After you have the width right, run/grind the wheel again, this time at 30-45 degrees from both above and below, to ensure the newly shaped edges don't have sharp spurs at the top and bottom, as these might not fit (if the grind wasn't level), or could cut into the wood, or worst case may jam it.
A lightweight wheel like this has virtually no chance at all of cracking or stressing it, and can be used in any household drill.
Flexing the wall of the cupboards
I'd be wary of flexing with a temporary wedge, as one suggestion said. Same reason as above - when you remove the wedge, there will be extra pressure on the glass - and the glass is angled which reduces its ability to handle pressure side to side (in effect its already got a "fold" in it, as well as low tolerance of stress).
If you are going to flex the sides, perhaps use some kind of material with nice rounded ends that can be left in place, if possible, against the wall.
But even then I have my doubts. The board that makes up the back of the cupboards internally/behind may be a problem, though hopefully not. Depends on the material (thin hardboard or actual wood sheet, and whether if it slots in a groove or is nailed/glued (which makes the 4 sides a bit more rigid). They can be either.
That said, the cupboard sides may flex anyway but then I have a more serious concern - you dont want wood permamounted above a cooker, but at the same time any other material is hard to get to the exact width needed, and will prevent the hood lying flush to the wall. And also, more serious again, if you brace the back edges apart, the front edges (30 or so cm from the wall won't be braced apart and may retain their original spacing.
Overall don't like this idea.
Move the cupboards
A millimeter isn't much, and they aren't plastered in place (from the photo).
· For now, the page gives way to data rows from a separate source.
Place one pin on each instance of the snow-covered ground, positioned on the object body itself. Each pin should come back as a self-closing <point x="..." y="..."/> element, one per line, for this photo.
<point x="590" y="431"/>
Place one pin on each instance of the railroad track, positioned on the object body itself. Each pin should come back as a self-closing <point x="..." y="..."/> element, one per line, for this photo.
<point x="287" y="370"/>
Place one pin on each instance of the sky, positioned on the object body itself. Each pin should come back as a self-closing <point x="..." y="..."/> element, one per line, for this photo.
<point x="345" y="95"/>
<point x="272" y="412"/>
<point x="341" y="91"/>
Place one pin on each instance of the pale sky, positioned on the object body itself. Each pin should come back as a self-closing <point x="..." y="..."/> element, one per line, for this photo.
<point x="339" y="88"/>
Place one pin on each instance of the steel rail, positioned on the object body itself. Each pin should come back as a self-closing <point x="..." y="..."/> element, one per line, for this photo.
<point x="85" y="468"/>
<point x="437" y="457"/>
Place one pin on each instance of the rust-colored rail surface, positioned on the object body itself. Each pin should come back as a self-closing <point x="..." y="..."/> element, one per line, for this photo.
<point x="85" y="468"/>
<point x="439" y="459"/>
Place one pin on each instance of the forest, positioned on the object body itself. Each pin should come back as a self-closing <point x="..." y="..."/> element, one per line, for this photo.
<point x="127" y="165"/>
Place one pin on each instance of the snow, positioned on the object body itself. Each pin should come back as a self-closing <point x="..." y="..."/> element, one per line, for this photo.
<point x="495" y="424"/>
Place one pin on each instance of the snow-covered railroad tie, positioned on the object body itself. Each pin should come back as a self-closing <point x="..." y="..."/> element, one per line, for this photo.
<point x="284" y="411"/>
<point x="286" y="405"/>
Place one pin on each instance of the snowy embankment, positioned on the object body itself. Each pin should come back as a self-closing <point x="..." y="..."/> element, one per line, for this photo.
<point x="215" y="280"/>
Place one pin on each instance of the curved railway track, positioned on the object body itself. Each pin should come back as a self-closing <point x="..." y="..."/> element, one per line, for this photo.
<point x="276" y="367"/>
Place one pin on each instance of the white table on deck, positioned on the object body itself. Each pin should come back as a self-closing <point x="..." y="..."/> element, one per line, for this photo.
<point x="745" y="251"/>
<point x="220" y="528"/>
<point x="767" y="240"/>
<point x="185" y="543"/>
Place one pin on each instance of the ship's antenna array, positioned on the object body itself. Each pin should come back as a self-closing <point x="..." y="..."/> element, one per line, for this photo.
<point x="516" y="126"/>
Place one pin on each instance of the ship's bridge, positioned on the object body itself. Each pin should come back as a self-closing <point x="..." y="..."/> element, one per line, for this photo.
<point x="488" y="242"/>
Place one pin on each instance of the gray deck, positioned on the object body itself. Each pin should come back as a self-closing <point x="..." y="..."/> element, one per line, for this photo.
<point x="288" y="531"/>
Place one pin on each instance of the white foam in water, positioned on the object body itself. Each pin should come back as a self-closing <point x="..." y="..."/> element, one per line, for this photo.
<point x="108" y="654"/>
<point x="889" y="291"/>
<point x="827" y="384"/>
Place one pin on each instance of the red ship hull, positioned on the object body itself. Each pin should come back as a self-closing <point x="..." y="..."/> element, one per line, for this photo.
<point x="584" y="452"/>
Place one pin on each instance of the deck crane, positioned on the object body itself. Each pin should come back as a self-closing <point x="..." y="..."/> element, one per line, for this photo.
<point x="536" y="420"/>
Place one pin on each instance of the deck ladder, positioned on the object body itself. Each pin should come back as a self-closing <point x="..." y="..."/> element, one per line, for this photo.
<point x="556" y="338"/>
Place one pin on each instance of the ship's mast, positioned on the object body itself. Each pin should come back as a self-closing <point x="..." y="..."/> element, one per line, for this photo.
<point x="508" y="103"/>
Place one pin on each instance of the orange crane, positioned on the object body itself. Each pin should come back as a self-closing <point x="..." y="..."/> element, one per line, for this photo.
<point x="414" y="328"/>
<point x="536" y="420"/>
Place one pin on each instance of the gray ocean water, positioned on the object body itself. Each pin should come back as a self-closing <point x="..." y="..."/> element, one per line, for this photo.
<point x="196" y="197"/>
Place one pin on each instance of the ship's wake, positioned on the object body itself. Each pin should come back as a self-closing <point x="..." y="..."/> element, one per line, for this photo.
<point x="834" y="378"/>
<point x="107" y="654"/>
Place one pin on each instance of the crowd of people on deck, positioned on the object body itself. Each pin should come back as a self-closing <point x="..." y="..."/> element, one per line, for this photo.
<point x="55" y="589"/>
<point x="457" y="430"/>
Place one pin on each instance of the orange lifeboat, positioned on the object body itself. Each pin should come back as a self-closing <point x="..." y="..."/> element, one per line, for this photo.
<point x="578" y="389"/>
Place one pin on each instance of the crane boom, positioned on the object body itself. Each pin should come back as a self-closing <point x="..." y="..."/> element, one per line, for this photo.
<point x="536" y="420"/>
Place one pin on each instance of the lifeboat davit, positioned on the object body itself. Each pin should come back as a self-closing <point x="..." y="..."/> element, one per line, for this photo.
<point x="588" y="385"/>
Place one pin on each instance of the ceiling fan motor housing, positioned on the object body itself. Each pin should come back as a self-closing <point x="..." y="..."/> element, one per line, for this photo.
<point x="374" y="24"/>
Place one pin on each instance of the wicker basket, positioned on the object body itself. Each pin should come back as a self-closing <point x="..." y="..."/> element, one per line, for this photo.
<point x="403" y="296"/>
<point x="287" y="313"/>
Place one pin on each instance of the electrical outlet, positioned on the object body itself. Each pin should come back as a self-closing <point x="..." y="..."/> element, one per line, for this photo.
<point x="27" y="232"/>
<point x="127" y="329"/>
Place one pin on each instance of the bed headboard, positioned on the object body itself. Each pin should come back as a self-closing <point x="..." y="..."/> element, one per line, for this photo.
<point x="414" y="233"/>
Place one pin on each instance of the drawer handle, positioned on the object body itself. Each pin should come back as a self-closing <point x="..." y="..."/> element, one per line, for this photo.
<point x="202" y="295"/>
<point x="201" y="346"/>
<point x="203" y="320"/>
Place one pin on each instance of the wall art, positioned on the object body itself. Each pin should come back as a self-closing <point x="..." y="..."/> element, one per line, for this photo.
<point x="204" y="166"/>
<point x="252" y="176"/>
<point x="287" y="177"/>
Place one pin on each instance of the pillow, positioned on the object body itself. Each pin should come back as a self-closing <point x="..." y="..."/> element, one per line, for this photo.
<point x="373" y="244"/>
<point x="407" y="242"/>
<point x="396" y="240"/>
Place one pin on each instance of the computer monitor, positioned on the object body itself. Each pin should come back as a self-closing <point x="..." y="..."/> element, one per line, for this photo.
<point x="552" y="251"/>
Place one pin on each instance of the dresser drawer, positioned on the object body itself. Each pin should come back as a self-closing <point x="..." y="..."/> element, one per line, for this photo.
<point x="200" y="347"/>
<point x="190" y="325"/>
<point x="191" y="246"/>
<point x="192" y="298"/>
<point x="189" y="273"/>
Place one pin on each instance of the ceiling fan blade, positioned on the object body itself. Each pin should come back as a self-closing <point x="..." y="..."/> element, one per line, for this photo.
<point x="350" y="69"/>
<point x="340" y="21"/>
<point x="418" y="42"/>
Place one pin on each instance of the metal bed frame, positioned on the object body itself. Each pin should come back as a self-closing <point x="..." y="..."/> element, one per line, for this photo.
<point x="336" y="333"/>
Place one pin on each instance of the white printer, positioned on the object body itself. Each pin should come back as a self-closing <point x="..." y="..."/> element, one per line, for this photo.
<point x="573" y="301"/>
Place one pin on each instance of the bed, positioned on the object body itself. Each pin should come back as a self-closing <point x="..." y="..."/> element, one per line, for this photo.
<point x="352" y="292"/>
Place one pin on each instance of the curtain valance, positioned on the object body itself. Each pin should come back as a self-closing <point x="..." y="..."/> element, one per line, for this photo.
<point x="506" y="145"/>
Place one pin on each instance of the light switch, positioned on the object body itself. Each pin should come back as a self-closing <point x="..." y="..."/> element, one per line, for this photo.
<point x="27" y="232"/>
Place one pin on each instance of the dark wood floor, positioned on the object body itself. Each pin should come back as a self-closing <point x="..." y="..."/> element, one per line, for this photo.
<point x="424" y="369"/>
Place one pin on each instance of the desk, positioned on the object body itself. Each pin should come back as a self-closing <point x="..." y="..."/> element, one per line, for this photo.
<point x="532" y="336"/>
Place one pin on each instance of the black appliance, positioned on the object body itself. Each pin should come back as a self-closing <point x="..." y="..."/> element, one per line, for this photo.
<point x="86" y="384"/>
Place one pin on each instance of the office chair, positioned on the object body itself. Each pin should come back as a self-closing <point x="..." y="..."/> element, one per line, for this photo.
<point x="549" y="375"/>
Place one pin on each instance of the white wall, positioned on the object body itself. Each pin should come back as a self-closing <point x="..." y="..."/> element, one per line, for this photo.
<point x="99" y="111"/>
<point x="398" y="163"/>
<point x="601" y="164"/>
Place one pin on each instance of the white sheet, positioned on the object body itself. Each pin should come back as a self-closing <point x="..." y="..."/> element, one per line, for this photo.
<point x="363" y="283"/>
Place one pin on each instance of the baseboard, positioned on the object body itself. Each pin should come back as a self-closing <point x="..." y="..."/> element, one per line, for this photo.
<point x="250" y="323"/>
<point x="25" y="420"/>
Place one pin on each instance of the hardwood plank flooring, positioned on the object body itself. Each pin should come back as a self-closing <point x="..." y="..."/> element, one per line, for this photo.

Don't use a rubber mallet. Instead, if they have room to move at all, remove all internal shelves and put a 4x2 inch (100x50mm) piece of wood up against the side of the cupboard to spread the shock and prevent damage, and use a club hammer more towards the top where mounting is expected to be.
The pic gives the general idea, using a light piece of wood and lightweight hammer though. You want heavy hammer/mallet, so it can be hit relatively slowly and still transmit momentum/impulse/shock to the cupboard mount.
Also - important! - the wood should be the full length, overlapping top and bottom corners, not just in the middle as I've shown, so it moves the cupboard as a whole not just bends the side a bit.

Of course don't do this if the finish might be cracked by it. You'll have to judge that. It * shouldn't * ...... if its in decent condition.....
Replace the hood
Easy solution if grinding and nudging across aren't options. As you say, metal distorts a bit easier and certainly with less risk.